Visions of William B. Travis, Davy Crockett, and Jim Bowie fighting to the death at the Alamo in 1836 linger while we cruise and climb northwestward from San Antonio, Texas. The really inspirational driving starts in Bandera-"Cowboy Capital of the World"-where the Frontier Times Museum merits a visit. Its founder, John Marvin Hunter, born in 1880, published the local newspaper, wrote many books about the Wild West, and was a great collector of western memorabilia.

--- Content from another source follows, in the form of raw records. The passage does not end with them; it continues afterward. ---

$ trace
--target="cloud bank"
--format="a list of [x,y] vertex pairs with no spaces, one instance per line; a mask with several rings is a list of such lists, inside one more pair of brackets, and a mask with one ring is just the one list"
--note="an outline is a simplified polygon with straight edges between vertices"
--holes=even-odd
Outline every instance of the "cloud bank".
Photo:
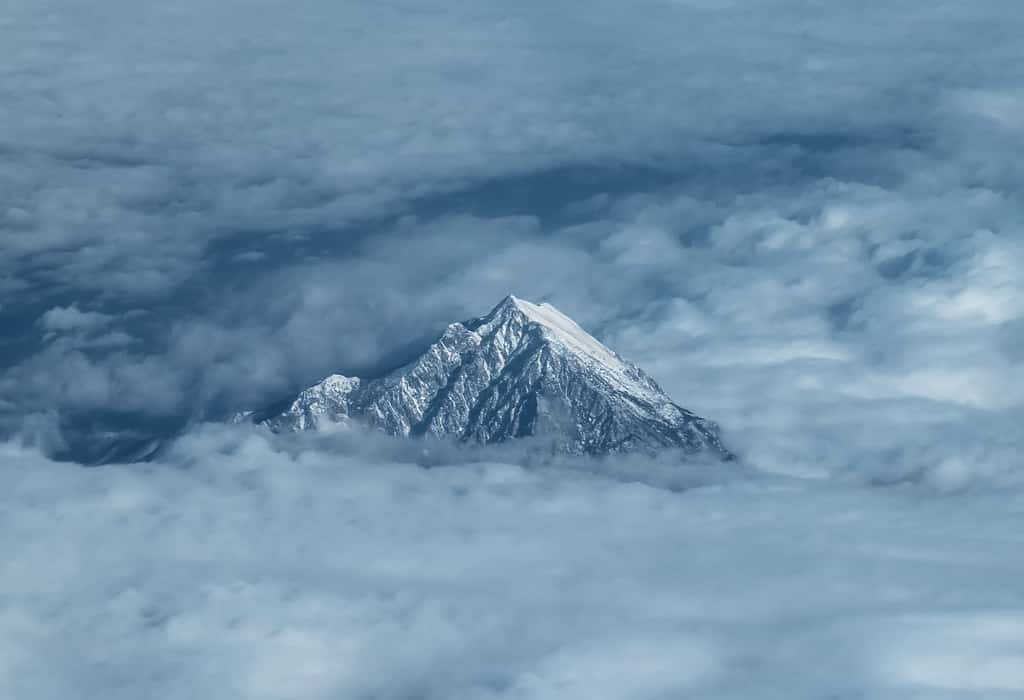
[[559,464],[424,468],[358,444],[291,450],[206,429],[159,463],[88,470],[3,448],[0,690],[1024,689],[1024,571],[1006,528],[1019,491],[964,501],[779,477],[679,491]]
[[[0,7],[0,695],[1019,695],[1022,35],[1017,0]],[[742,465],[203,425],[509,292]]]
[[7,8],[0,422],[177,429],[512,291],[764,468],[1000,462],[1015,7]]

Outside the town, our torquey Pontiac GTO flexes its muscles on the Texas Hill Country Trail. Tiny settlements punctuate the road before we turn north near the entrance to Garner State Park. Walnut trees and live oaks overlook this stretch of Route 83, which was a feeder for the storied Chisholm Trail when cowboys herded cattle to the railhead at Abilene after the Civil War. A plaque in the scenic overlook north of Leakey reminds us that this is the Texas Vietnam Veterans Memorial Highway.
A few miles later, the Texas Hill Country Trail turns east and heads for Kerrville, running across limestone uplands carved by the Little Guadalupe River, which the road crosses several times. When that happens, long views contrast with cliffs, shady gorges, and a few of the Lone Star State's countless pecan orchards.
Be patient in Kerrville, where slow-moving traffic comes as something of a shock. Then finish the 180-mile drive in Fredericksburg, which is more German than many places in Germany. This attractive little town is where the future Fleet Admiral Chester W. Nimitz was born in 1885. The "modest, calm, polite" son of a widowed mother became the Pacific Fleet's commander-in-chief after Pearl Harbor. His childhood home on Main Street is part of the nine-acre National Museum of the Pacific War.